10 Absurd Facts About The First Official Witch Hunter
The Last Witch Hunter was a decent movie, but in reality the Catholic Church sanctioned a real-life witch-hunter by the name of Heinrich Kramer. Kramer, born in 1430, investigated potential cases of witchcraft and the supernatural for the church, and he was tasked with bringing these individuals back into the fold, or burn them at the stake for their heresy. He killed a lot of innocent women in his day. Basically, Kramer was the first man to put a crusade against witches into action. Here are ten of the most absurd facts about this real-life witch-hunter.
Pope Innocent VIII, the reigning pope of the Catholic Church at the time, gave Kramer free reign to do just about anything he wanted against the witches. The man had complete authority, whether the victim was innocent or not.
Kramer, besides being an effective witch-hunter, also became a well known author on the subject. His book was failing, but his opposition somehow managed to boost the sales and popularity. He spoke on the accused women in his book.
His book, which was popular while he was alive, also became a highly popular posthumous hit once he passed into the next world. The inquisitors of the church considered his written work to be quite important to their roles.
Kramer was one of the first individuals to say that witches had the power to change themselves into animals at will. Unfortunately, following arguments by theologians, Kramer was forced to admit that these people could not actually change themselves into creatures.
According to Kramer’s studies, transformation was not the only power that witches possessed. He also believed their magic could remove the manhood from a grown man with ease. It was not always illusion, though, as some would use demonic powers and physical exertion.
A nun became possessed by a “demonic” lettuce, after she saw an attractive lettuce in the garden near the monastery she resided in. Upon consuming the “demonic lettuce”, the nun began having a fit, and once the abbot arrived, the demon within the nun began protesting before being expelled. Kramer used this absurd story to further his campaign on witches.
Kramer believed that witches sometimes hid their personal magic charms within various bodily cavities, including their reproductive organs and anal cavity. This was said to allow them to cast harmful spells, but also to prevent bodily harm.

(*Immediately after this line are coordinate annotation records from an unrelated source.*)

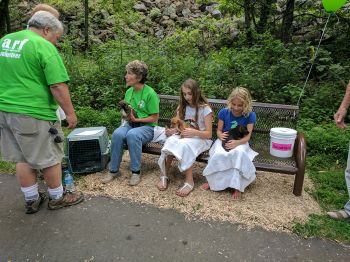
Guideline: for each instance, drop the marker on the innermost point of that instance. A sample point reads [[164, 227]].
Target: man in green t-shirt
[[32, 85]]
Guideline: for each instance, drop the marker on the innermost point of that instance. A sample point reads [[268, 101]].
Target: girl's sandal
[[205, 186], [236, 195], [187, 188], [164, 181]]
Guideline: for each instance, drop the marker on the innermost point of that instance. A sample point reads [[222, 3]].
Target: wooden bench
[[268, 116]]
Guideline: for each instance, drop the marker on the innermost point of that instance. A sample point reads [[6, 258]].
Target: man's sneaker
[[68, 199], [135, 179], [110, 177], [34, 205]]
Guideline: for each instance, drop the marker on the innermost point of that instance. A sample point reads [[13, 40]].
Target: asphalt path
[[103, 229]]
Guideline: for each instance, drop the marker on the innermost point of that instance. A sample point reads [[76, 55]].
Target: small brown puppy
[[180, 124], [235, 134], [126, 110]]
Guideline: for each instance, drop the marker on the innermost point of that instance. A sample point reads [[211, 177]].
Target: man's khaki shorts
[[24, 139]]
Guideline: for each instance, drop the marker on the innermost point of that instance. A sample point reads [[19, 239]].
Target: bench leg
[[298, 183]]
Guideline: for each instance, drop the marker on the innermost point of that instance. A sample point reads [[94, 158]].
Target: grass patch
[[331, 193]]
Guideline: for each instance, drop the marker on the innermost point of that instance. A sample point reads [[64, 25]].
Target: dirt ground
[[268, 202]]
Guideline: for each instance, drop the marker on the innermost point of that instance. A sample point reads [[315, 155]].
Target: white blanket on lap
[[233, 169], [185, 150]]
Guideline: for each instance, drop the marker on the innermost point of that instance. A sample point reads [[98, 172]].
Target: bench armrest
[[300, 157]]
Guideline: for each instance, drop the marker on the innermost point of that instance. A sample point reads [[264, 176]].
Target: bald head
[[45, 7], [46, 25]]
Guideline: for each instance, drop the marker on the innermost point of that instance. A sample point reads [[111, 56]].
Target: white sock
[[56, 193], [31, 193]]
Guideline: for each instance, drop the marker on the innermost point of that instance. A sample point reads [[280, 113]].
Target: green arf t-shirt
[[29, 64], [145, 102]]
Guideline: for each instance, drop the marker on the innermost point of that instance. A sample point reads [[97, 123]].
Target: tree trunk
[[5, 25], [248, 21], [86, 28], [287, 22], [265, 12]]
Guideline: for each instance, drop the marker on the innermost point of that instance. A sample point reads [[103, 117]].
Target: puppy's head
[[177, 123], [238, 132]]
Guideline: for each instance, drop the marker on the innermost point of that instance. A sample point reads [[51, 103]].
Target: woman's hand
[[222, 135], [189, 132], [231, 144], [170, 131], [132, 117]]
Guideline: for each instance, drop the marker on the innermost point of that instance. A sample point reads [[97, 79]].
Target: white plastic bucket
[[282, 141]]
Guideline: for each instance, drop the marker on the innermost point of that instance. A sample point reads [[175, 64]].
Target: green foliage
[[231, 7], [331, 191], [329, 143]]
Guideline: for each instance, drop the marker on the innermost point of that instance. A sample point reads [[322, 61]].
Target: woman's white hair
[[42, 19]]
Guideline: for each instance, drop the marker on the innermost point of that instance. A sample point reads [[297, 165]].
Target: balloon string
[[313, 59]]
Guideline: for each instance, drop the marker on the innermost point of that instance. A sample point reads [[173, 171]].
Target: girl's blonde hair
[[198, 99], [244, 96]]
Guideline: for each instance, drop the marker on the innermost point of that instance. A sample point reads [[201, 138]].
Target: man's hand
[[71, 120]]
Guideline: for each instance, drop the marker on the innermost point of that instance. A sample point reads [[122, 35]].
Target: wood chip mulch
[[268, 202]]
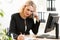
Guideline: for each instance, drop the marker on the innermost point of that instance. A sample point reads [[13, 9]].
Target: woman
[[22, 22]]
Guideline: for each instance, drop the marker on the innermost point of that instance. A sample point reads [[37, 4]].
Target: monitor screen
[[52, 19]]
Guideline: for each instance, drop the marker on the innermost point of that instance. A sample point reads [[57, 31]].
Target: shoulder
[[14, 15]]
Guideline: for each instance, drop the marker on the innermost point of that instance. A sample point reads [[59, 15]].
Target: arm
[[35, 27], [12, 28]]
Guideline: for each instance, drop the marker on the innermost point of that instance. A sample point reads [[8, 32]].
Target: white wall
[[12, 6]]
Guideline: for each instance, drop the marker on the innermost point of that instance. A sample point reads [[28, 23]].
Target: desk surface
[[33, 37]]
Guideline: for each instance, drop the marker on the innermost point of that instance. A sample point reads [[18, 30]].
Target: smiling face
[[28, 10]]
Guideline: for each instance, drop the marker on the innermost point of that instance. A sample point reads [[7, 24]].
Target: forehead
[[30, 8]]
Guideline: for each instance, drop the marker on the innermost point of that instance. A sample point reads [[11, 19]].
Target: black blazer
[[17, 25]]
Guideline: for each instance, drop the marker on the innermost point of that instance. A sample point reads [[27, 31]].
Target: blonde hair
[[29, 3]]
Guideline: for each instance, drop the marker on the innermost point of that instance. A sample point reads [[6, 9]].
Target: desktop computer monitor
[[52, 19]]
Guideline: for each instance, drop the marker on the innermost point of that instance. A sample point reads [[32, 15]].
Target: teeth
[[35, 20]]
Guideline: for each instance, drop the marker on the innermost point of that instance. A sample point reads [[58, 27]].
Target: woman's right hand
[[20, 37]]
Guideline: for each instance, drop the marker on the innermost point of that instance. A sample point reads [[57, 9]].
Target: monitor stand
[[57, 30]]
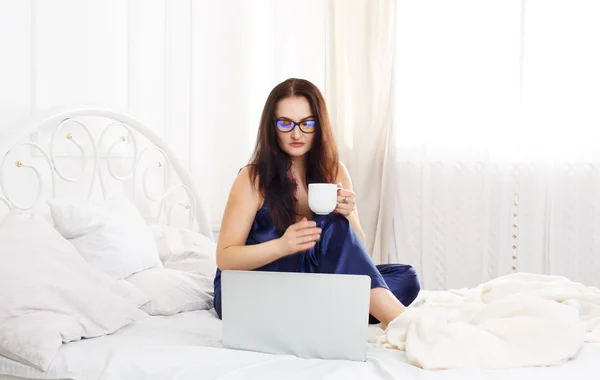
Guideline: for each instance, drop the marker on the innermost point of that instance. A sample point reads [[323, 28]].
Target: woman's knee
[[413, 285]]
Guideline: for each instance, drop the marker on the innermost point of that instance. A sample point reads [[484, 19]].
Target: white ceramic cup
[[322, 197]]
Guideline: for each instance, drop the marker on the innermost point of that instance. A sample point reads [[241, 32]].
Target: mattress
[[188, 346]]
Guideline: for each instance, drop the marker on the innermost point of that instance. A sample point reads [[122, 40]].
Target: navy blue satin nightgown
[[339, 250]]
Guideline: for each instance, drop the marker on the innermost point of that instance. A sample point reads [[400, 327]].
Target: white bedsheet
[[188, 346], [517, 320]]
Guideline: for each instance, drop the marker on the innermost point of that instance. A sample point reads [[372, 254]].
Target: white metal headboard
[[92, 126]]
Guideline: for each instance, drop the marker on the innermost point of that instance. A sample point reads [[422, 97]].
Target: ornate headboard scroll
[[110, 150]]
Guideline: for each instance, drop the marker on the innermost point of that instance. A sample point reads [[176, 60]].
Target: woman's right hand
[[299, 237]]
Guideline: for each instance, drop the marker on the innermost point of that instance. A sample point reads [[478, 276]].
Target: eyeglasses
[[287, 125]]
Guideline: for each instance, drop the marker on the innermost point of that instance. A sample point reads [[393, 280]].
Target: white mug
[[322, 197]]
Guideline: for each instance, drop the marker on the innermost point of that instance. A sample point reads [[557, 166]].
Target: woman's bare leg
[[384, 306]]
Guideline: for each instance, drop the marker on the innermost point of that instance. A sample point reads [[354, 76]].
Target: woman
[[267, 224]]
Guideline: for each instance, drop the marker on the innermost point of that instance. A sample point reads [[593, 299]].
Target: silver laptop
[[308, 315]]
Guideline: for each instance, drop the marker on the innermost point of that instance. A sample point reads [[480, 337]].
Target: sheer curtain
[[359, 64], [497, 163]]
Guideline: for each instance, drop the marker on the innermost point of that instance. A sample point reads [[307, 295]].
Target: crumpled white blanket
[[517, 320]]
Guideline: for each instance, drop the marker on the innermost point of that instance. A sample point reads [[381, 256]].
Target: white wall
[[198, 72]]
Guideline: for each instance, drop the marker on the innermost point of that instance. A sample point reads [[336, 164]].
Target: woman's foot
[[384, 306]]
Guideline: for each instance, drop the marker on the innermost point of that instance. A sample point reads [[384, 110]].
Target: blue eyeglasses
[[287, 125]]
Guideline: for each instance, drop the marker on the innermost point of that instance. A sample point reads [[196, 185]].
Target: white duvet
[[517, 320]]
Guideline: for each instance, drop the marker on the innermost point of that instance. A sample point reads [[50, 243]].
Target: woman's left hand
[[346, 201]]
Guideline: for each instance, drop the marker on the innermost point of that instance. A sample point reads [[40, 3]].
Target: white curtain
[[359, 64], [496, 115], [240, 50]]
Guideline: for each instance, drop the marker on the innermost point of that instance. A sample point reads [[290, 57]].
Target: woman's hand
[[299, 237], [346, 201]]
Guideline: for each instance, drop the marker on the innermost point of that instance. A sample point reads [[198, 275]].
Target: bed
[[97, 149]]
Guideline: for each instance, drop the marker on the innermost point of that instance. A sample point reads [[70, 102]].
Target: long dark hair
[[270, 165]]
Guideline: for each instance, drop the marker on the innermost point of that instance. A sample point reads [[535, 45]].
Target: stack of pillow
[[97, 267]]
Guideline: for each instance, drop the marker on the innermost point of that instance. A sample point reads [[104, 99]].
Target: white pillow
[[49, 294], [185, 250], [111, 234], [172, 291]]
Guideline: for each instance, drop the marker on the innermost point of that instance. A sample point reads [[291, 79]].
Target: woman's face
[[295, 140]]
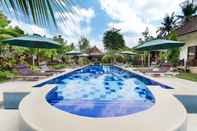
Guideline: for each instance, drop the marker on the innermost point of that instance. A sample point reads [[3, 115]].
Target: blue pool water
[[101, 91]]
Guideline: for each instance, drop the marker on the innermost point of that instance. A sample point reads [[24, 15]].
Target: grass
[[188, 76], [6, 76]]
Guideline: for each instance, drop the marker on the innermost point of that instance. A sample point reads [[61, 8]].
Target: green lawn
[[188, 76]]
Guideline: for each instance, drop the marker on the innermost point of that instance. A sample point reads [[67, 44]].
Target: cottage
[[188, 34]]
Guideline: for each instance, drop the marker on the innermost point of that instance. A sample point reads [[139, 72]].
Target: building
[[188, 34]]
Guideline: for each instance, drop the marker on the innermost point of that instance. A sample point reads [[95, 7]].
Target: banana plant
[[40, 12]]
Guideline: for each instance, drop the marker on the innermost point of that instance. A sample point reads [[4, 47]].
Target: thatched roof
[[188, 27]]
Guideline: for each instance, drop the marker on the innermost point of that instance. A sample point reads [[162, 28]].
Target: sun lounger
[[163, 70], [27, 74]]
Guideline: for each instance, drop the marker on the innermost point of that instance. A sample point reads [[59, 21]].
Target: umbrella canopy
[[84, 55], [159, 44], [127, 53], [33, 41], [74, 53]]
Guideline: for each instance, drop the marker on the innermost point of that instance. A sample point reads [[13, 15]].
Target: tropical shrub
[[120, 59]]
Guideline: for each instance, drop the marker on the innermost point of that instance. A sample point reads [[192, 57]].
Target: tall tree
[[84, 44], [41, 12], [146, 36], [113, 40], [167, 26], [188, 11]]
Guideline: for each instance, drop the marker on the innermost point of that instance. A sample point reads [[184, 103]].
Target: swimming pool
[[101, 91]]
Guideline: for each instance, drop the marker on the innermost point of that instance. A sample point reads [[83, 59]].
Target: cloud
[[133, 16], [70, 25]]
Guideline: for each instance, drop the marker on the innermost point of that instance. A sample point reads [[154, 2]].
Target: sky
[[94, 17]]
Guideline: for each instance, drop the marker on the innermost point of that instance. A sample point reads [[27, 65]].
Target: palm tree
[[188, 11], [40, 12], [168, 25]]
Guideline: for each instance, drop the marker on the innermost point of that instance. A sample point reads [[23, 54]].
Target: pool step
[[192, 122]]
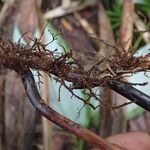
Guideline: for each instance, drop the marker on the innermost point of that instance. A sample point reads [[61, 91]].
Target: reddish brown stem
[[65, 123]]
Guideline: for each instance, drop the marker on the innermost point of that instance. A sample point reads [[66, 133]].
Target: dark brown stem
[[50, 114]]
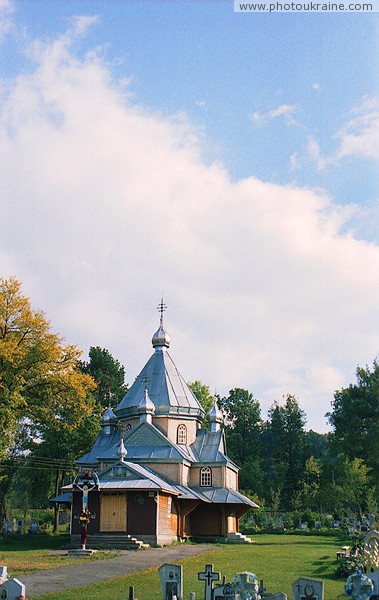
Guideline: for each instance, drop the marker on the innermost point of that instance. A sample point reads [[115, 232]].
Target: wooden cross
[[209, 576]]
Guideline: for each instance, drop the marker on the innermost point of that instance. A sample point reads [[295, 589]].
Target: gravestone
[[20, 526], [12, 589], [246, 585], [171, 578], [222, 591], [375, 580], [209, 576], [33, 527], [305, 588], [359, 586]]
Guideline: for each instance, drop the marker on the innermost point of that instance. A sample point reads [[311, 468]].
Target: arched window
[[182, 434], [206, 477]]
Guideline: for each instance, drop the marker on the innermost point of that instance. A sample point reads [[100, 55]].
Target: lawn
[[277, 559], [24, 555]]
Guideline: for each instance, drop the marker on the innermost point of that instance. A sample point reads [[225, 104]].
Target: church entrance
[[113, 512]]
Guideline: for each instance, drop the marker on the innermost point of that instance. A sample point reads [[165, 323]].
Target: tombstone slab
[[12, 589], [305, 588], [171, 578]]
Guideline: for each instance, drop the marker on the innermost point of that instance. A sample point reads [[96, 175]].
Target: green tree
[[40, 384], [311, 484], [289, 450], [202, 393], [355, 419], [108, 374], [242, 425]]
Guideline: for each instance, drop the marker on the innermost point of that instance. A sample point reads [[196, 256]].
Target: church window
[[182, 434], [206, 477]]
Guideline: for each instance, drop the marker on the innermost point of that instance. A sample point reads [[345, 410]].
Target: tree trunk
[[56, 505]]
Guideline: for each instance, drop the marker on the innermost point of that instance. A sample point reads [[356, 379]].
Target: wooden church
[[156, 474]]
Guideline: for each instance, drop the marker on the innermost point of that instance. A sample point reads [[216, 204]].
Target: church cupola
[[121, 450], [161, 339], [108, 420], [214, 416]]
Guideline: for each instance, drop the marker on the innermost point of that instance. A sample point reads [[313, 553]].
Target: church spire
[[161, 339]]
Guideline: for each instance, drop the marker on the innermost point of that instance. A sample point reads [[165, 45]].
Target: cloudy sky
[[226, 160]]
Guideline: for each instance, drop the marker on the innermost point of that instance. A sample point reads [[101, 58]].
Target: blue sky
[[228, 159]]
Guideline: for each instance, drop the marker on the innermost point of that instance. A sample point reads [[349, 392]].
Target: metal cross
[[162, 307], [209, 576]]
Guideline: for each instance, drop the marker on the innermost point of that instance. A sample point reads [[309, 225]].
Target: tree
[[108, 374], [288, 439], [40, 384], [242, 425], [355, 419], [202, 393]]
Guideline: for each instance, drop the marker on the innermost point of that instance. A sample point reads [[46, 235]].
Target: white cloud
[[105, 203], [359, 137], [287, 111], [6, 12]]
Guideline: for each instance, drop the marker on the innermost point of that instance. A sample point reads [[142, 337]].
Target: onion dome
[[214, 416], [161, 339], [121, 450]]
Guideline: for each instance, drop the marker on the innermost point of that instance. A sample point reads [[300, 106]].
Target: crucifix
[[86, 481], [209, 576]]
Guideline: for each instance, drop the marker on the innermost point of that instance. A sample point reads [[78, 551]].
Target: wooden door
[[113, 512]]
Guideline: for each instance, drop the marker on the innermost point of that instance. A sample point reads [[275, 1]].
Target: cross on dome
[[161, 338], [162, 307]]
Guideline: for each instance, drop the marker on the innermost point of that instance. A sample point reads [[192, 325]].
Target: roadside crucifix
[[85, 481]]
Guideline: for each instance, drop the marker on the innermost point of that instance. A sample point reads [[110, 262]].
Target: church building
[[157, 472]]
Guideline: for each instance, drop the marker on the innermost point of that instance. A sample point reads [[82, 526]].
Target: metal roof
[[224, 496]]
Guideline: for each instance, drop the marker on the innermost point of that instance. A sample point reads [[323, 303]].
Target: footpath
[[91, 572]]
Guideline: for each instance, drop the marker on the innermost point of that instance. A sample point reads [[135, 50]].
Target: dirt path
[[129, 561]]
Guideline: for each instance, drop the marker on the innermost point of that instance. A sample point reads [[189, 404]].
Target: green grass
[[26, 554], [277, 559]]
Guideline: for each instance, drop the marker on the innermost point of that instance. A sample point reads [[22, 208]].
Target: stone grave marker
[[171, 578], [305, 588], [12, 589], [359, 586], [33, 526], [209, 576]]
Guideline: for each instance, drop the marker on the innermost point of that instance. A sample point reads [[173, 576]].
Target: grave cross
[[209, 576]]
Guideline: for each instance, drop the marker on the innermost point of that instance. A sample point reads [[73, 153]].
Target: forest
[[51, 402]]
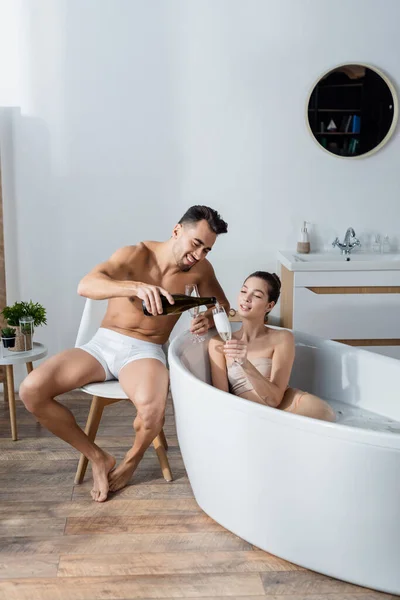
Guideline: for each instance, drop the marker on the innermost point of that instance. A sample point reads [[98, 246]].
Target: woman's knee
[[151, 413], [315, 407], [31, 391]]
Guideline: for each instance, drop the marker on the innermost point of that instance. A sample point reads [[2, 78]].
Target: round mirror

Kramer wholeheartedly believed witches have the ability to raise terrible thunderstorms from out of nowhere with nothing more than a bowl of urine. They would fill said bowl, then stir it with their finger, which was a sign of the Devil.
Kramer argued often that a traditional trial for general criminals was not witch-proof enough. In response, he decided to create the “trial by red-hot iron,” which burned the accused and offered “proof” of whether they were witches or not.
Eviler Than Satan
Lastly, Kramer truly believed that a witch walking the Earth was far more evil than Satan himself. He put forward an argument as to why, saying witches had simply fallen from grace, not from an angelic state before.